Some goof with a weener dog complained that my dog was dangerous, had us sent to obedience class for evaluation, obedience instructor laughed at the notion that my dog is dangerous! Oddly went to pet smart today and this couple with a weener dog couldent control their dog and it got loose, the obedience instructor who was running register kept asking the weener dog lady if her dog was ok and if she was ok, didnt even look at us! Some dog people stink! Visit lilly on facebook, lilly renzenbrink!


----------



## doggiedad (Dec 2, 2007)

what did your dog do to make the weener dog
person complain? the instructor kicked you out
of class because of a complaint??


----------



## 1964f-85 (Jun 8, 2010)

She had a run in with an other larger dog, that dog actually bit lilly, not the other way around. She is very high energy and sometimes she gets a little over excited, but she loves dog parks and she is loved at camp bow wow. Some people just expect the worst from an intelligent gsd.


----------



## Rerun (Feb 27, 2006)

What does she do when she gets "over excited?"


----------



## wildo (Jul 27, 2006)

Why is this in the braggs forum? What is it that you are bragging about?


----------



## carmspack (Feb 2, 2011)

so what did this obedience trainer do to evaluate your dog? There may have been a complaint from the dachshund owner , but it seems like the agility organizer had some reservation or uncertainty about your dog. Is this the case?
Agility is really really exciting and the dog may be totally different , wild with excitement .


----------



## MaggieRoseLee (Aug 17, 2001)

1964f-85 said:


> Some goof with a weener dog complained that my dog was dangerous,* had us sent to obedience class for evaluation, obedience instructor laughed at the notion that my dog is dangerous!*


So you are back in the agility class, right?


----------



## msvette2u (Mar 20, 2006)

I was looking at your facebook page, it looks like your dog is actually a Shepherd x pit mix?


----------



## Rerun (Feb 27, 2006)

MaggieRoseLee said:


> So you are back in the agility class, right?

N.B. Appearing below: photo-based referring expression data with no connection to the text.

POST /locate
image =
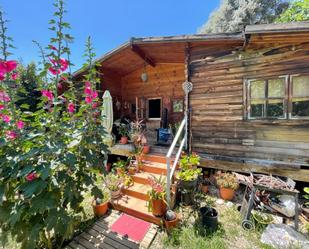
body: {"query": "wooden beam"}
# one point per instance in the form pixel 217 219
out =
pixel 143 55
pixel 297 174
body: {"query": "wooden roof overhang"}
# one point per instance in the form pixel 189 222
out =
pixel 137 52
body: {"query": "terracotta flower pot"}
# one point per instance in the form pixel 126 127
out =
pixel 119 171
pixel 124 140
pixel 132 170
pixel 116 194
pixel 146 149
pixel 157 207
pixel 101 209
pixel 172 223
pixel 108 167
pixel 227 194
pixel 205 189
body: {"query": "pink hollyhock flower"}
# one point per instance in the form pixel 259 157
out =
pixel 20 124
pixel 52 47
pixel 88 100
pixel 11 65
pixel 87 84
pixel 94 94
pixel 7 66
pixel 71 107
pixel 11 135
pixel 15 76
pixel 6 118
pixel 31 176
pixel 54 71
pixel 94 105
pixel 48 94
pixel 64 64
pixel 4 97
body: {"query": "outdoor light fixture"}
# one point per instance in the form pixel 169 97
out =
pixel 144 75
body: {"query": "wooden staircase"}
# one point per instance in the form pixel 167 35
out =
pixel 134 199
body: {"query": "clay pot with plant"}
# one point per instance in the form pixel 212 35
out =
pixel 171 220
pixel 205 185
pixel 156 196
pixel 124 132
pixel 100 205
pixel 114 184
pixel 189 172
pixel 305 206
pixel 120 166
pixel 228 184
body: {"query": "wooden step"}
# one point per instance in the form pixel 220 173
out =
pixel 135 207
pixel 154 167
pixel 138 191
pixel 142 177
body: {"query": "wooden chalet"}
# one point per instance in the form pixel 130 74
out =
pixel 249 105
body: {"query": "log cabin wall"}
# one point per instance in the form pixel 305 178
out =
pixel 219 128
pixel 164 81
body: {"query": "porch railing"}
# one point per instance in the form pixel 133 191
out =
pixel 171 170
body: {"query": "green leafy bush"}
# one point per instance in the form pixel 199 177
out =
pixel 48 156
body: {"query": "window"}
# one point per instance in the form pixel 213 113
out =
pixel 267 98
pixel 300 96
pixel 278 98
pixel 154 108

Not according to her facebook page which, sadly, my curiosity got the better of me and I looked. It turns out, it's a FB page for the dog....

Anyway, on the wall it's posted:
_ I was fired from my agility class last night, i cant come back until i complete 5 weeks of obedience training! I think i know the dog who is responsible for this injustice and her human lackie, revenge will be mine!_


----------